I mean... yeah. In the meantime you haven't taken anything from that person; they are performing on a public street. On the contrary, similar to a packed restaurant, your presence might signal to others that there is something worth experiencing where you and your friends are crowded. This could in turn benefit the person you're crowded around by bringing more wallets within earshot. So you haven't actually given nothing, you've given your attention, and you've advertised for that person as if you were wearing a giant chicken suit spinning a sign and shouting, "Hey everyone, check out this person! Their music is good enough to attract a crowd!"

The fact that your friends in this scenario would weirdly shower you with expensive gifts after inviting them to watch a street musician perform doesn't negate the free advertising you've provided.


Yes, the performer would benefit from that attention. Maybe some of the people your presence brings around will tip them, etc.

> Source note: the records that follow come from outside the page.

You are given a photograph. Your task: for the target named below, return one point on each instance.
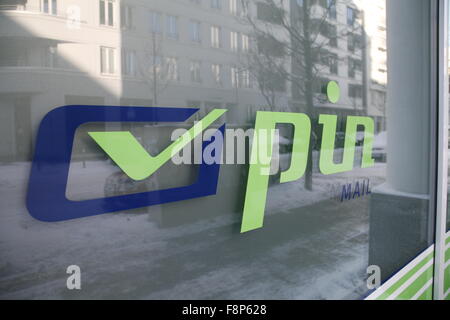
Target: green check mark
(123, 148)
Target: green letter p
(258, 176)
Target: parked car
(379, 147)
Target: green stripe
(427, 294)
(447, 279)
(405, 278)
(418, 284)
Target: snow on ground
(312, 246)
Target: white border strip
(411, 280)
(423, 289)
(400, 274)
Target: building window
(49, 7)
(107, 60)
(216, 70)
(216, 4)
(126, 17)
(331, 7)
(353, 42)
(172, 69)
(195, 69)
(129, 63)
(269, 12)
(233, 7)
(234, 42)
(350, 16)
(333, 63)
(194, 31)
(234, 77)
(215, 37)
(245, 77)
(245, 42)
(155, 22)
(107, 12)
(172, 27)
(353, 66)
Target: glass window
(106, 12)
(155, 22)
(49, 6)
(129, 63)
(195, 68)
(216, 70)
(350, 16)
(340, 207)
(216, 41)
(126, 16)
(107, 60)
(234, 41)
(216, 4)
(195, 31)
(172, 27)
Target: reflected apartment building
(111, 52)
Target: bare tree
(292, 38)
(155, 68)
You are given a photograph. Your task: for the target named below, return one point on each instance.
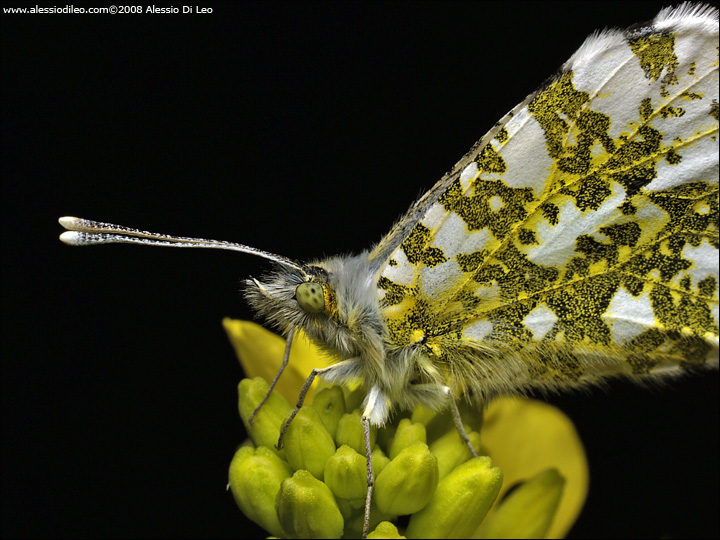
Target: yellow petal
(261, 352)
(525, 437)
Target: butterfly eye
(311, 297)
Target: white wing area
(590, 217)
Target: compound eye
(311, 297)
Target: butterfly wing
(579, 238)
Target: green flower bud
(408, 482)
(355, 521)
(385, 436)
(350, 432)
(265, 429)
(385, 529)
(308, 445)
(330, 403)
(407, 433)
(346, 474)
(461, 501)
(306, 508)
(451, 450)
(255, 477)
(528, 511)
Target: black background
(304, 130)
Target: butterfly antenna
(85, 232)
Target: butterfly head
(294, 296)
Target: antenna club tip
(69, 222)
(71, 238)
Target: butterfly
(575, 242)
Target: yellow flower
(530, 444)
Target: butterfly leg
(458, 421)
(304, 390)
(286, 357)
(372, 399)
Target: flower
(315, 486)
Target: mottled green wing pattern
(581, 241)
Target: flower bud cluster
(315, 486)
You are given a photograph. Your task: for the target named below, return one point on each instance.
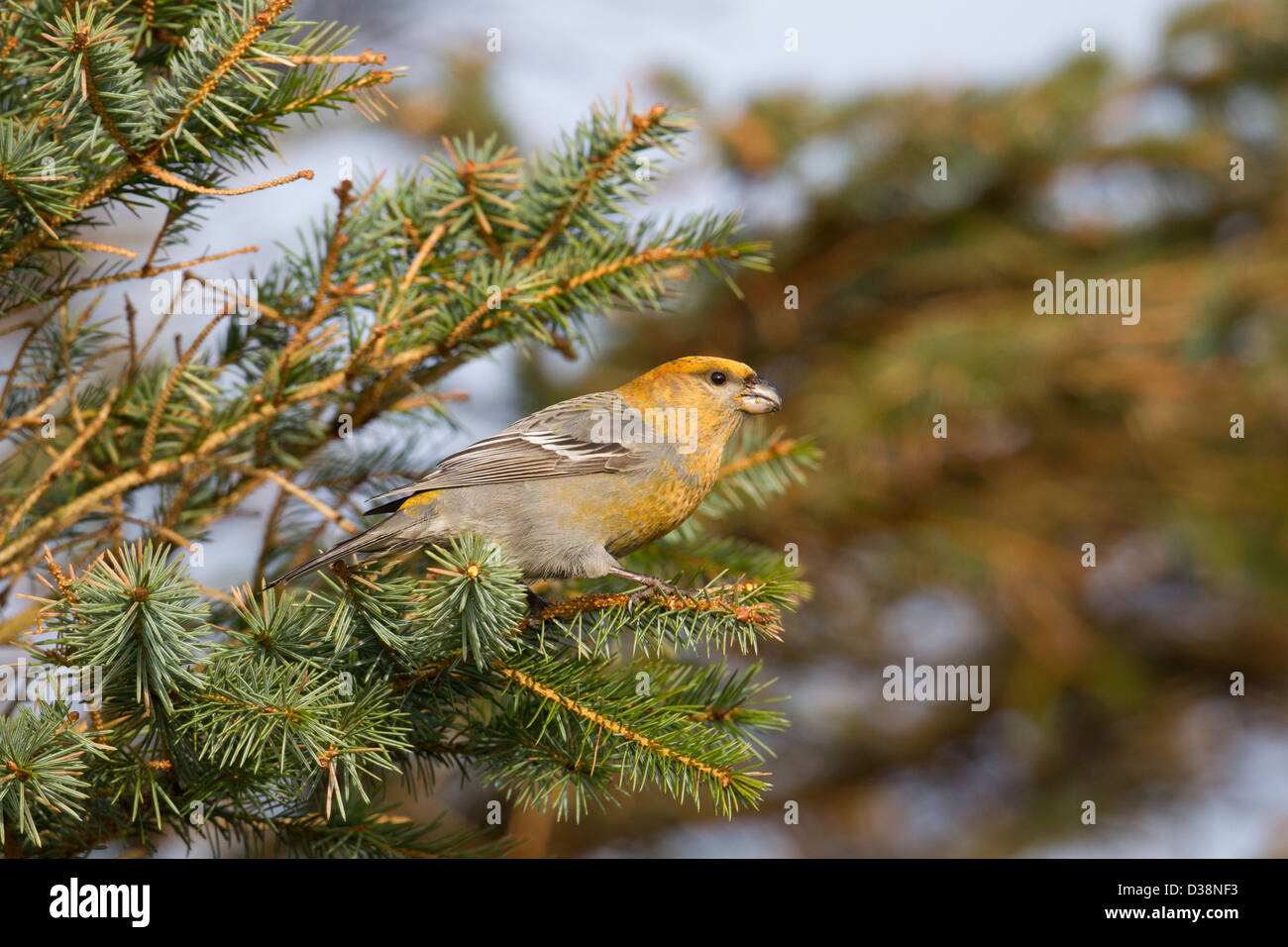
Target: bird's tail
(370, 539)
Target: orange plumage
(570, 488)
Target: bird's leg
(535, 602)
(649, 582)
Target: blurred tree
(915, 298)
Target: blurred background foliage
(915, 298)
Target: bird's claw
(649, 590)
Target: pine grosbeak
(568, 489)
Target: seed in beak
(759, 397)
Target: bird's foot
(652, 589)
(536, 604)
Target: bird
(574, 487)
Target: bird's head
(712, 384)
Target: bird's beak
(758, 397)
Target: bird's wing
(572, 437)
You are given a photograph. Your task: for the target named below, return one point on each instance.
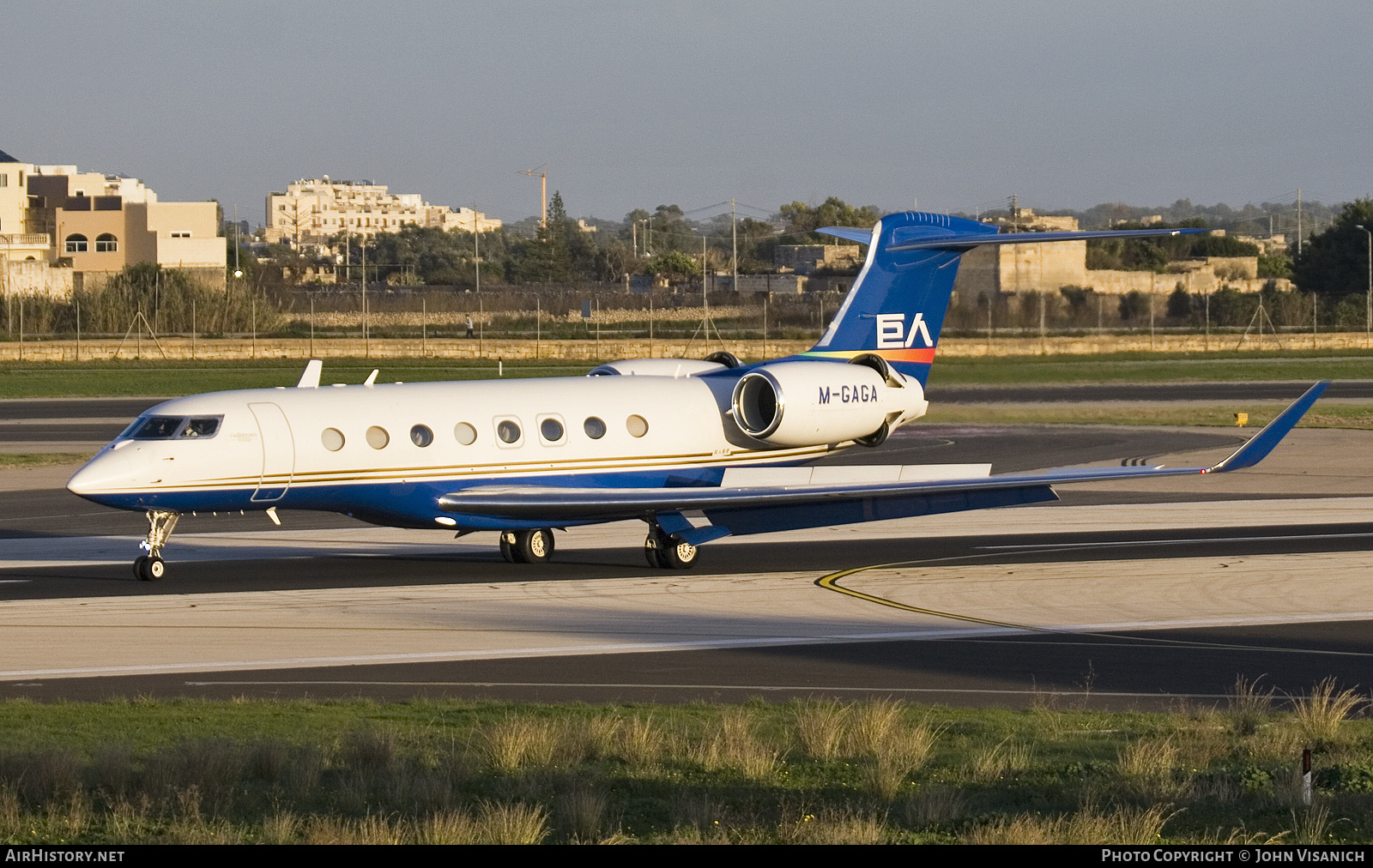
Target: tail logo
(892, 335)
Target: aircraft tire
(535, 546)
(510, 550)
(652, 554)
(679, 555)
(148, 569)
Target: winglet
(1262, 444)
(311, 377)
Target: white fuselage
(386, 452)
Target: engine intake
(814, 402)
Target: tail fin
(897, 305)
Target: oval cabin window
(551, 429)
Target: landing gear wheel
(150, 569)
(535, 546)
(668, 552)
(652, 554)
(510, 547)
(679, 555)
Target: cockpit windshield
(168, 427)
(158, 427)
(201, 426)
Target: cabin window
(201, 427)
(508, 431)
(551, 429)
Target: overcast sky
(635, 105)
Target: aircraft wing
(761, 509)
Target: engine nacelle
(814, 402)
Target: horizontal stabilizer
(849, 234)
(965, 242)
(842, 474)
(801, 488)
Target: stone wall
(594, 351)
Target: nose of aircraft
(109, 470)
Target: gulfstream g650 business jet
(697, 449)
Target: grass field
(153, 378)
(807, 772)
(1324, 415)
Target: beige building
(311, 210)
(72, 228)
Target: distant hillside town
(64, 230)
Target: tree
(803, 220)
(1180, 304)
(1336, 262)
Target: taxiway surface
(1125, 594)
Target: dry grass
(281, 827)
(1322, 713)
(837, 826)
(583, 812)
(993, 761)
(735, 744)
(1247, 705)
(640, 740)
(820, 726)
(935, 806)
(871, 721)
(1148, 760)
(1122, 826)
(901, 753)
(521, 742)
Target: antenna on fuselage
(311, 377)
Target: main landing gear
(668, 551)
(528, 546)
(151, 568)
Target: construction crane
(541, 172)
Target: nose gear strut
(151, 568)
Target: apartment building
(311, 210)
(64, 228)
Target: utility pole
(734, 235)
(1299, 221)
(542, 178)
(1368, 327)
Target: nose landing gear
(528, 546)
(151, 568)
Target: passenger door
(278, 452)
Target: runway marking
(713, 687)
(831, 582)
(1064, 547)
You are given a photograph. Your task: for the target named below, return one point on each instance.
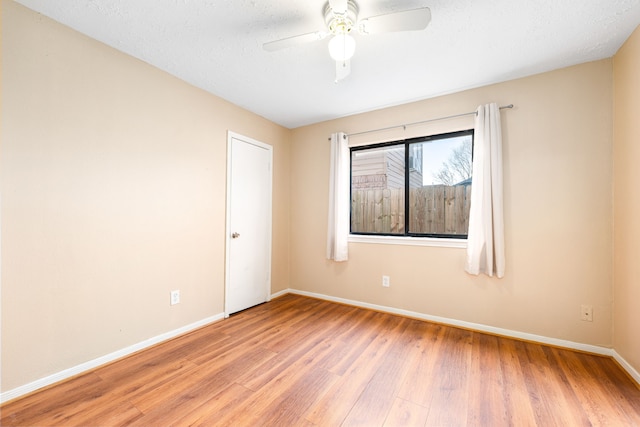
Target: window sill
(409, 241)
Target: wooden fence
(434, 209)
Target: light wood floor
(303, 362)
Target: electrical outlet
(175, 297)
(587, 313)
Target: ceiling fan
(341, 18)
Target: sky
(434, 154)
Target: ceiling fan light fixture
(342, 47)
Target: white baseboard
(626, 366)
(92, 364)
(604, 351)
(280, 293)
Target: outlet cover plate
(175, 297)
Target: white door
(248, 274)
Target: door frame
(228, 231)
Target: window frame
(420, 239)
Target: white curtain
(339, 199)
(485, 242)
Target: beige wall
(558, 213)
(626, 149)
(113, 189)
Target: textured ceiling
(217, 45)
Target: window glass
(428, 178)
(377, 190)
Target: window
(419, 187)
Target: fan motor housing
(341, 23)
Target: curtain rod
(423, 121)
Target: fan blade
(343, 68)
(408, 20)
(294, 41)
(338, 6)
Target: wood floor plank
(448, 405)
(299, 361)
(517, 398)
(406, 414)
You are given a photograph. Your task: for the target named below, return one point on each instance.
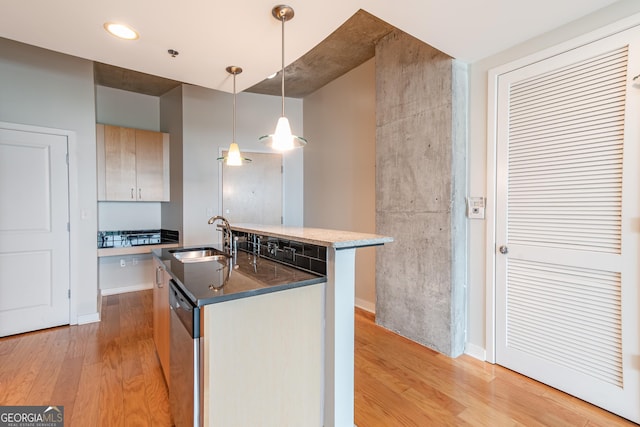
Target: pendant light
(283, 139)
(234, 158)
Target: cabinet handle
(158, 281)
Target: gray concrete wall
(420, 189)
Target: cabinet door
(120, 163)
(149, 165)
(161, 315)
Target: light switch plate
(475, 207)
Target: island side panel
(339, 338)
(263, 359)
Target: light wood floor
(107, 374)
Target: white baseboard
(475, 351)
(125, 289)
(88, 318)
(366, 305)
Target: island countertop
(337, 239)
(206, 282)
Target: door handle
(158, 280)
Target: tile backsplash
(302, 255)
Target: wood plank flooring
(108, 374)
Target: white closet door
(34, 234)
(567, 223)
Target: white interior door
(252, 193)
(34, 236)
(567, 234)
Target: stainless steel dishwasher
(185, 385)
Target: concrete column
(421, 98)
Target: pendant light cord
(234, 107)
(283, 19)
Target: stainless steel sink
(199, 255)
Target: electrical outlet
(475, 207)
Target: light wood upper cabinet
(133, 164)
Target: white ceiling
(211, 35)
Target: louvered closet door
(568, 219)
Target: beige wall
(477, 154)
(339, 165)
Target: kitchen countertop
(338, 239)
(204, 282)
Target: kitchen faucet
(227, 235)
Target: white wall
(477, 155)
(48, 89)
(339, 165)
(207, 129)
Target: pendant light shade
(234, 157)
(282, 139)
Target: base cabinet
(263, 359)
(161, 317)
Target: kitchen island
(277, 326)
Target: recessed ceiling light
(121, 31)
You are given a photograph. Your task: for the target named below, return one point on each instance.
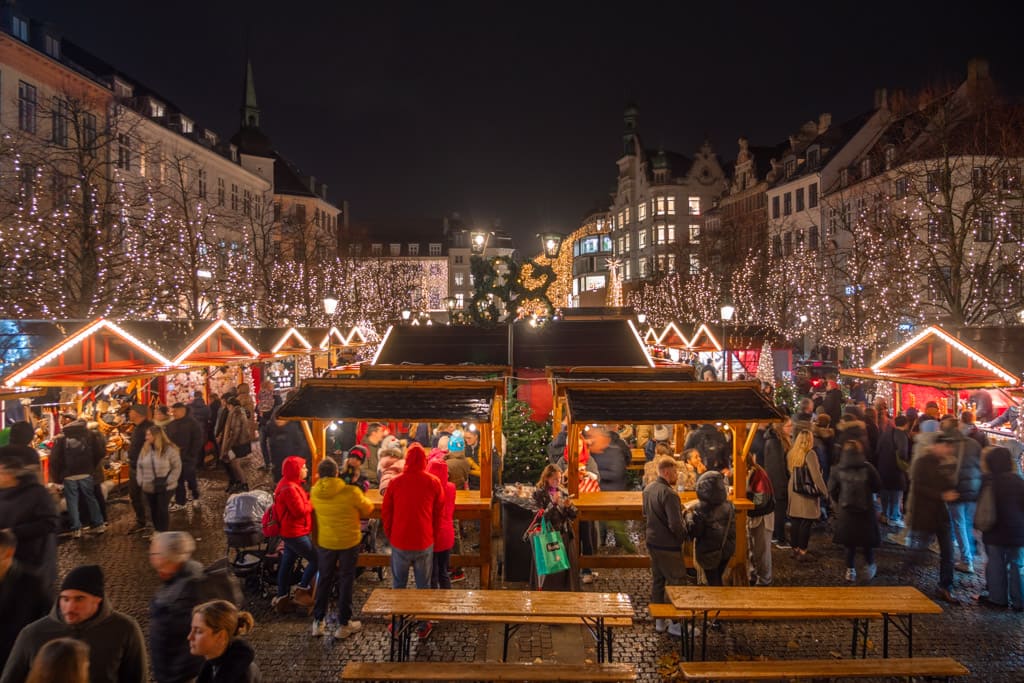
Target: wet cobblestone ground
(989, 643)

The difference is that the existence of the performer is super obvious while in this case author and their work is hidden so author will not benefit in the same way.


> The difference is

Sure, that does differentiate the two scenarios. I was responding specifically to the first scenario.

I have an arguably bad habit of responding only to specific points that people make in their arguments, while ignoring the rest of their argument until they address the unresolved point. In this case, someone tried to make a point about standing around street performers. I had something to say about it.


I see, I took it as objection to the bigger point, because many probably do the same if you want to avoid misunderstanding you can keep doing what you're doing just with a clarification that you have no strong opinion on the issue


The author is also hidden from anyone who would be authorizing payment. The only person involved who might know the author is the guy making the game, and they likely used what leverage they had on their own contract.


based on what I know about other engineers it's almost certain that no one used any leverage whatsoever and the only reason they even checked the license is because legal forced them


Not sure what analogy you are trying for here but that ain't it. Publishing an open source project is not the same as street performance.